MAKING OF THE EVOLUTION OF DANCE
Ever wonder what it's like to make an Evolution of Dance video?  Well, it's awful.  And it's bad for a marriage.  WRITE THAT ONE DOWN. 




ELLEN'S DANCE DARE AT DISNEY WORLD
Ellen DeGeneres challenges viewers to dance behind unsuspecting strangers in public places.  Can you think of a better place to do that than at Disney World?  Me neither.



THE WALMART SONG 
Have I ever told you that I'm a songwriter?  Or that I had a reality television show for it?  That's weird, it's usually the first thing I brag about, because really, what says "I'm awesome" more than "I was cast for a reality television show."  Ahem.  Check out this song that I wrote about Walmart, inspired by the real People of Walmart.  




MOMDAY MORNINGS 
This was the first topic in my video series called MOMday Mornings.  My original plan was to put out bi-monthly videos, but, uh, this one posted in March and I haven't posted another one since.  I swear I'll stop procrastinating tomorrow probably. 

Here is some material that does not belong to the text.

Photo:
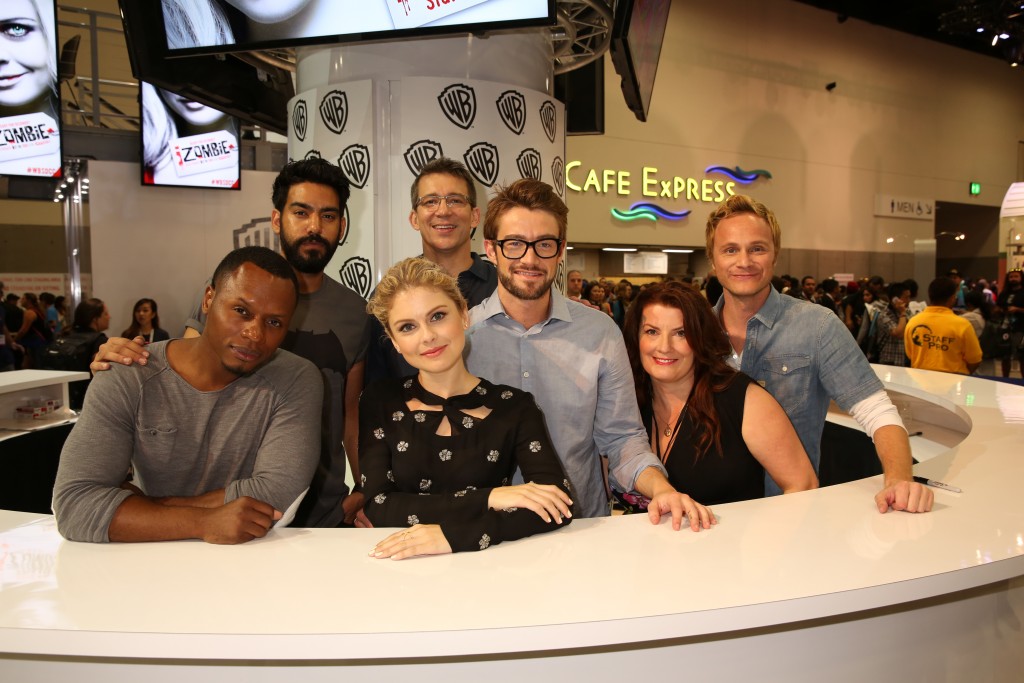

HEY DREW (HEY JUDE PARODY)
The church nursery worker thought that Drew said he name was Jude, but he didn't.  Awww!  Bless his little Toddlish speakin' heart!  And thus, a Beatles parody was born.




NKOTB FRONT ROW
Donnie Wahlberg kissed me.  And that's all I have to say about that. 




MOMMY RHAPSODY
My church was like, "Who can we get to embarrass herself in front of the entire congregation?  Oh, I know!  That girl who blogs!"  And I'm sorry to report that my grandmother will never get over me saying "butt" or doing cartwheels in the house of the Lord.




CHRISTMAS MORNING BUST
This past Christmas, I wondered if my 10-year-old daughter knew that Santa Claus wasn't real.  With her probably knowing and me knowing that she probably knew and her probably knowing that I knew she probably knew, it was pretty uncomfortable.    




TODDLER TRUTH
What started out as a cute, sweet video took a vicious left turn when Brian asked Drew, "What does a Mama say?"  Well, at least I know he's listening.